Type III Sums of Squares and ANOVA Parametrization

A discussion on the implications of using Type III sums of squares in ANOVA and the importance of choosing the correct parametrization.

Choosing between different parametrizations in Analysis of Variance (ANOVA) often feels like a rather confusing task.

Types of Sums of Squares

Suppose we have a model Y ~ A + B + AB featuring two discrete factors and their interaction. “Types” of sums of squares (SS) are simply different sequences for testing the significance of factors within this model. The most commonly used are Types I, II, and III. Regardless of the type chosen, the significance of the interaction is always tested the same way - relative to a model containing both factors but no interaction, i.e., \(SS(AB | A, B)\). However, the significance of the main factors can be tested in different order.

• SS Type I: Significance is tested sequentially—in the order factors are entered into the model. First, \(SS(A)\) is calculated, then \(SS(B | A)\), and finally \(SS(AB | A, B)\).
• SS Type II: Significance is tested by comparing the model against one that includes the other factor but lacks the interaction—specifically \(SS(A | B)\) and \(SS(B | A)\).
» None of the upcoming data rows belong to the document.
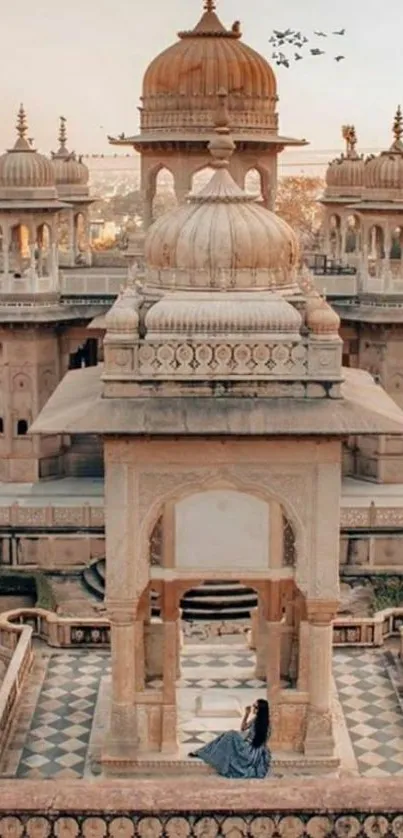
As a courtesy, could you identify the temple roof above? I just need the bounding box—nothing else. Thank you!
[30,366,403,437]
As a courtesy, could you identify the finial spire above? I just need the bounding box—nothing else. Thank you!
[58,116,67,149]
[16,104,28,140]
[341,125,357,157]
[393,105,403,142]
[208,88,235,169]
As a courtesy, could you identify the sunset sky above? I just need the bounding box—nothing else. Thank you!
[0,0,403,158]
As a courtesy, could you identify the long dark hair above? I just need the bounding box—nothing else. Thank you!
[252,698,270,748]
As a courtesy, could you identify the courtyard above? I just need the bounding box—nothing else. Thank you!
[0,636,403,780]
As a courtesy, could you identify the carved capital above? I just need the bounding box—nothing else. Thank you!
[106,597,139,626]
[306,599,339,626]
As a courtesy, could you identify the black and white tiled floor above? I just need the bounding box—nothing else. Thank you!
[333,649,403,777]
[17,652,109,778]
[0,645,403,779]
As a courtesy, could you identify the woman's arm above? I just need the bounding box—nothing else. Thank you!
[241,707,251,731]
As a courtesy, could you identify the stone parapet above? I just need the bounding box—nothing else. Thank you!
[0,777,403,838]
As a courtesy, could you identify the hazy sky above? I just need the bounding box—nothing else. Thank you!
[0,0,403,158]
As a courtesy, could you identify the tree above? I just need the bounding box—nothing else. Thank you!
[276,175,324,250]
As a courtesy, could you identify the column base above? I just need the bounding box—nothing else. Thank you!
[304,708,335,757]
[102,704,140,762]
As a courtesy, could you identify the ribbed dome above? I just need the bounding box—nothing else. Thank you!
[52,117,89,196]
[306,299,340,338]
[146,291,302,341]
[364,107,403,199]
[0,105,57,198]
[326,125,365,198]
[145,94,298,290]
[141,0,277,133]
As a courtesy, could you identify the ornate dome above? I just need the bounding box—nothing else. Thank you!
[326,125,365,198]
[145,289,302,342]
[364,107,403,200]
[0,105,57,199]
[52,116,89,197]
[145,92,298,290]
[306,298,340,338]
[141,0,278,134]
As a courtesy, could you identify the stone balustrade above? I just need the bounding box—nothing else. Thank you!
[0,621,33,753]
[0,496,403,530]
[0,502,105,530]
[0,766,403,838]
[60,272,125,297]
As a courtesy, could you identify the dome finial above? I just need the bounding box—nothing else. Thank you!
[16,104,28,140]
[341,125,357,157]
[58,116,67,150]
[393,105,403,142]
[390,105,403,154]
[208,88,235,169]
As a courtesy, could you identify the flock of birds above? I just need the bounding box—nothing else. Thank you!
[269,29,346,68]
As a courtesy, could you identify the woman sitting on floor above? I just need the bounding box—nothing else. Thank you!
[189,698,271,780]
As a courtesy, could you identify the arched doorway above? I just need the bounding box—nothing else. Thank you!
[244,168,263,203]
[140,489,302,757]
[152,166,177,221]
[192,166,214,193]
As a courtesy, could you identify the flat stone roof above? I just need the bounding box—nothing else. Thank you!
[0,477,104,507]
[0,477,403,509]
[30,365,403,437]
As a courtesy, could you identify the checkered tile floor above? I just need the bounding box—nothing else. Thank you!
[0,646,403,779]
[333,649,403,777]
[17,653,109,778]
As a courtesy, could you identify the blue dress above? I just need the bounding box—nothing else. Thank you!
[194,722,271,780]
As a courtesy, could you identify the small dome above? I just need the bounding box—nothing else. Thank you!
[306,298,340,338]
[51,116,89,197]
[326,125,365,198]
[364,107,403,200]
[145,93,298,290]
[145,290,302,341]
[0,105,57,198]
[141,0,277,134]
[105,285,140,336]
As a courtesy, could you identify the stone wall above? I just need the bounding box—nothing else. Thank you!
[0,777,403,838]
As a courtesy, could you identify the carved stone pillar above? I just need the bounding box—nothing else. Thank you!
[2,223,10,284]
[304,601,338,756]
[161,583,179,753]
[266,620,282,705]
[105,600,139,760]
[340,218,347,261]
[174,166,192,204]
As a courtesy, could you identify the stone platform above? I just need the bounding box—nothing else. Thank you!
[0,643,403,782]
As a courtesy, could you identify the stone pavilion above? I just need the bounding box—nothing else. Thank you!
[109,0,306,229]
[32,91,403,772]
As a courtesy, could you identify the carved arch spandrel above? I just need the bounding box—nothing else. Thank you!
[138,464,314,593]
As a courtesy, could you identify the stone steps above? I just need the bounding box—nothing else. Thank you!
[82,559,257,622]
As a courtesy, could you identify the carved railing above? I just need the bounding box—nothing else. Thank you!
[60,272,125,297]
[0,498,403,529]
[0,623,33,753]
[0,502,105,529]
[0,780,403,838]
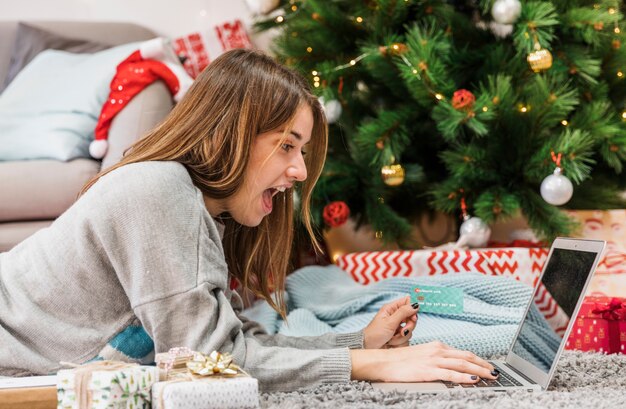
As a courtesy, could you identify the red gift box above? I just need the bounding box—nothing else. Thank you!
[565,297,626,354]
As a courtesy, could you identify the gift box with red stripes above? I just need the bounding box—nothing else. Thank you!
[336,247,548,286]
[565,297,626,354]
With this method, the SS does not depend on the order of factors, but it is sensitive to group sizes. It is best used when groups are balanced (equal sizes).
• SS Type III: Significance is tested by comparing the model against one that includes both the other factor and the interaction: \(SS(A | B, AB)\) and \(SS(B | A, AB)\). Statisticians often criticize this approach because it violates the principle of marginality (an interaction should only be in the model if its constituent main effects are also present). However, because these SS do not depend on group sizes, they are frequently recommended for unbalanced data.

Types of Parametrization

In the classical regression approach, dummy coding (indicator variables) is most common. Here, coefficients represent the deviation of group means from the mean of a baseline level (in R, this is the default: contr.treatment).

In classical ANOVA, effect coding is used. Here, coefficients represent the deviation of group means from the grand mean (in R, this is contr.sum).

How is Parametrization Linked to SS Type?

In the vast majority of cases, both coding schemes will yield identical ANOVA results. However, the moment you decide to use SS Type III (perhaps remembering that it is the default in many other statistical packages), choosing contr.sum becomes critical.

When using contr.treatment, the coefficients do not correspond to the classical definition of “main effects” (the effect of a factor averaged across all levels of other factors). This is explained thoroughly and clearly in this technical report.

Under contr.treatment, coefficients actually represent “simple effects” (the effect of a factor at a specific level of another factor, rather than an average). As shown on page 14 of the linked report, a coefficient representing a simple effect simultaneously captures part of the interaction. This leads to two important consequences:

1. Collinearity: If an interaction is present, contr.treatment automatically introduces collinearity. Therefore, when checking a full model for collinearity, you should use contr.sum (or use the trick of checking a reduced model without the interaction).
2. Incorrect SS: Because contr.treatment coefficients partially encode the interaction, using them with SS Type III results in incorrect sums of squares. For example, when calculating \(SS(A | B, AB)\), we evaluate the effect of \(A\) by comparing models A + B + AB and B + AB. By dropping factor \(A\), we aren’t just removing the main effect; we are also removing part of the interaction (in reality, it is even more complex than that).

How to Choose the Right SS Type and Parametrization?

• If your model has no interaction, you don’t need SS Type III; it serves no purpose here.
• If you have an interaction and balanced data (or the imbalance is negligible), you can safely use SS Type II. In this case, the choice of parametrization doesn’t change the ANOVA results - just remember how to interpret the coefficients and use a model with no interaction to check for collinearity.
• If you have an interaction and unbalanced data, you may use SS Type III, but you must use the contr.sum parametrization.